5, Cluster operation
1. Add dependencies and package
In order to upload a file to the cluster conveniently, we need to package it, so we need to add the packaging dependency first.
In pom XML for dependency addition
<build> <plugins> <plugin> <artifactId>maven-compiler-plugin</artifactId> <version>3.6.1</version> <configuration> <source>1.8</source> <target>1.8</target> </configuration> </plugin> <plugin> <artifactId>maven-assembly-plugin</artifactId> <configuration> <descriptorRefs> <descriptorRef>jar-with-dependencies</descriptorRef> </descriptorRefs> </configuration> <executions> <execution> <id>make-assembly</id> <phase>package</phase> <goals> <goal>single</goal> </goals> </execution> </executions> </plugin> </plugins> </build>
We need to manually set the input and output paths of the code just now. It is obviously inconvenient in the cluster, so let's write another package to copy the previous three codes at one time and make simple modifications.
Now, let's pack
After completion, you can view it on the right
You can see that there are two jar packages, which vary greatly in size. Let's talk about the difference. The first jar package only contains code, and the required hadoop running environment needs to be configured in advance. The second jar contains the required dependencies, which can be called directly.
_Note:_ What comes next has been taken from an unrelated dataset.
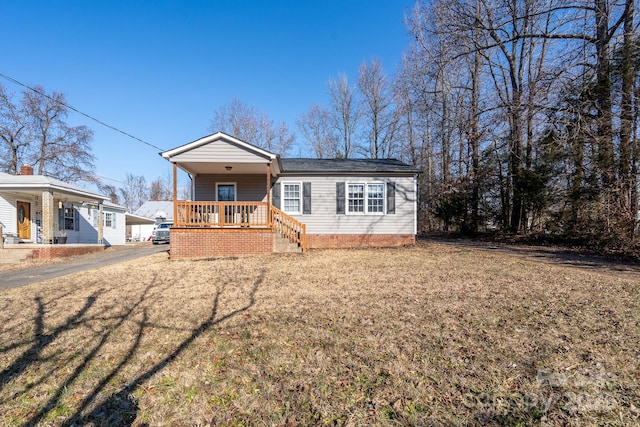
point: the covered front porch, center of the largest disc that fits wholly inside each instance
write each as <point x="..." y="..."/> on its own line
<point x="42" y="210"/>
<point x="231" y="200"/>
2. Start the cluster and upload the jar package
You can simply modify the file name.
Upload test data in the cluster.
Cluster operation.
hadoop jar package command package class output path output path
Package classes can be obtained from idea
com.atguigu.mapreduce.wordcount2.WordCountDriver
hadoop jar wc.jar com.atguigu.mapreduce.wordcount2.WordCountDriver /wcinput /wcoutput
View results
summary
So far, the project of word frequency statistics is basically over, and we will start to make up for the blog we owe before.